The Adventures of Superman Annual #1 was the original home of ‘The Union’ by Jim Starlin, Jurgens and Steve Montano, wherein Superman is asked by Ronald Reagan and super-Fed Sarge Steel to find out what happened in the instant ghost-town of Trudeau, South Dakota. This edgy sci-fi shocker showed audiences that the new Man of Steel wasn’t the guaranteed winner he used to be, and set the scene for a momentous future confrontation with the monstrous Hfuhruhurr the Word-bringer.

‘All that Glisters’ (Byrne and Keith Williams) comes from Action Comics #594, a big battle team-up with Booster Gold that concluded in issue #23 of that hero’s own title. ‘Blind Obsession’, with art and story by Jurgens and Roy Richardson, is followed by the magical retelling of another classic Wayne Boring Superman tale.

‘Lost Love’ from Superman #12, by Byrne and Karl Kesel, recounts the tragic tale of Clark Kent’s brief affair with the mysterious Lori Lemaris, a unique girl he twice – that’s right – loved and lost, and the volume concludes with Action Comics #595. ‘The Ghost of Superman’ introduced the eerie Silver Banshee in a mystery team-up that I’m not going to spoil for you.

Against all current expectation the refitted Man of Tomorrow was a critical and commercial success. As one of the penitent curmudgeons who was proved wrong at the time, I can earnestly urge you not to make the same mistake. These are magically gripping and memorable comic gems that can be enjoyed over and over again. So the sooner you get these books the sooner you can start the thrill ride…

© 1987 DC Comics. All Rights Reserved.

Superman: Camelot Falls, Book 2 — The Weight of the World

Superman Camelot Falls

By Kurt Busiek, Carlos Pacheco & Jesus Merino (DC Comics)
ISBN: 978-1-84576-651-1

The concluding volume of the serial epic that ran intermittently in the monthly Superman comic is finally available, and although it is very impressive eye-candy I still question the fairness of two little books when the whole story could quite easily have fitted into one. In volume 1 (ISBN: 1-84576-434-X) the ancient Atlantean sorcerer Arion showed the Man of Steel a vision of the future where the hero’s continued defence of the planet inevitably lead to its destruction, and asked him to retire before that vision became horrendous reality.
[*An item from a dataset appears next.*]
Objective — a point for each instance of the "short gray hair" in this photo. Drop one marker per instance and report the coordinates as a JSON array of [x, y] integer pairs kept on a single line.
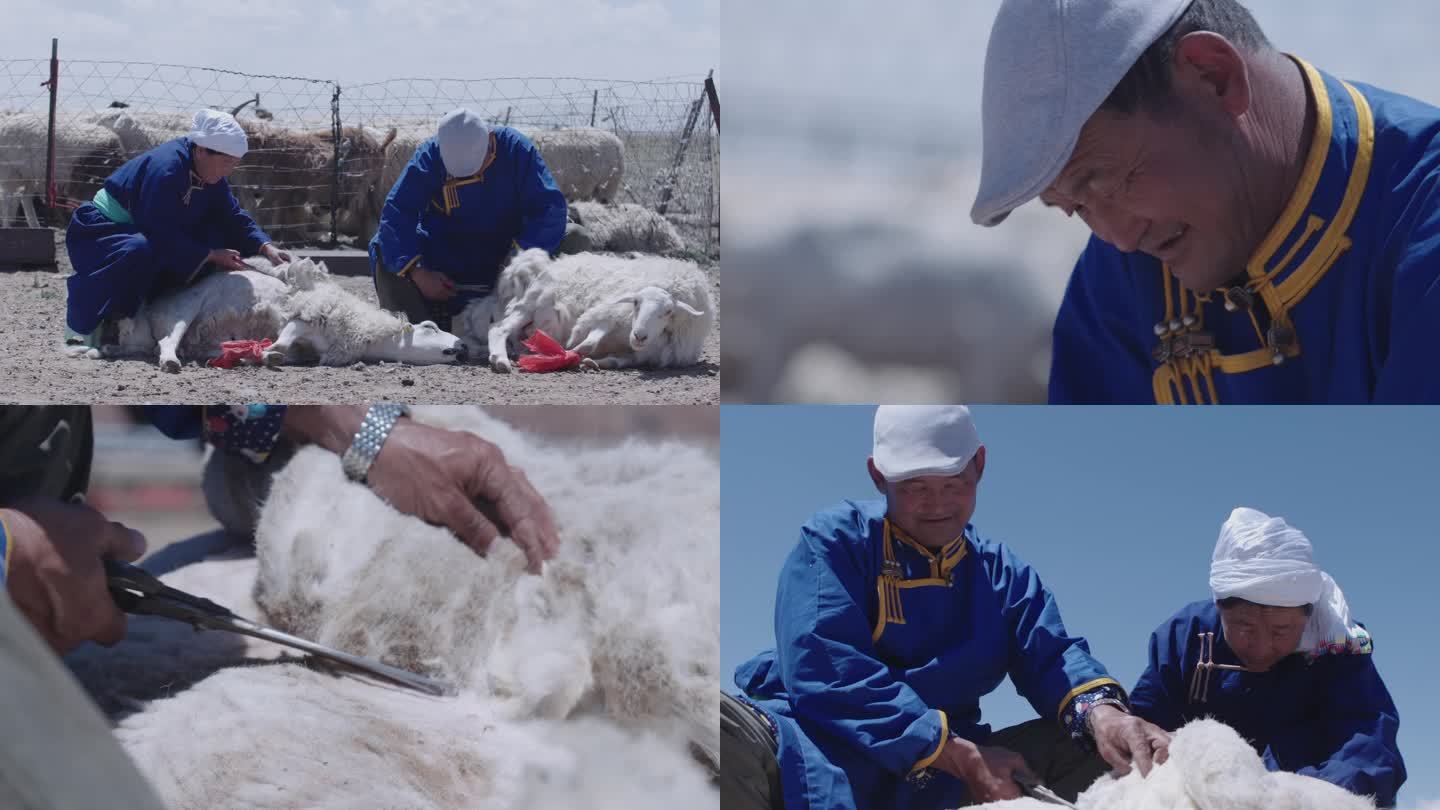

In this volume (collecting Superman #662-664, 667 and Superman Annual #13) the Mage decides to force Superman’s decision.

Chockfull of guest-stars and featuring pertinent asides with the tragic Superman-analogue Subjekt 17, plus a pack of very young New Genesis truants and even old foe the Prankster, this is a very pretty adventure. But even although the final confrontation is visually spectacular, story-wise there’s nothing we haven’t seen before.

Shiny and simplistic, this is a pallid disappointment for fans with precious little to recommend it to the casual or new reader.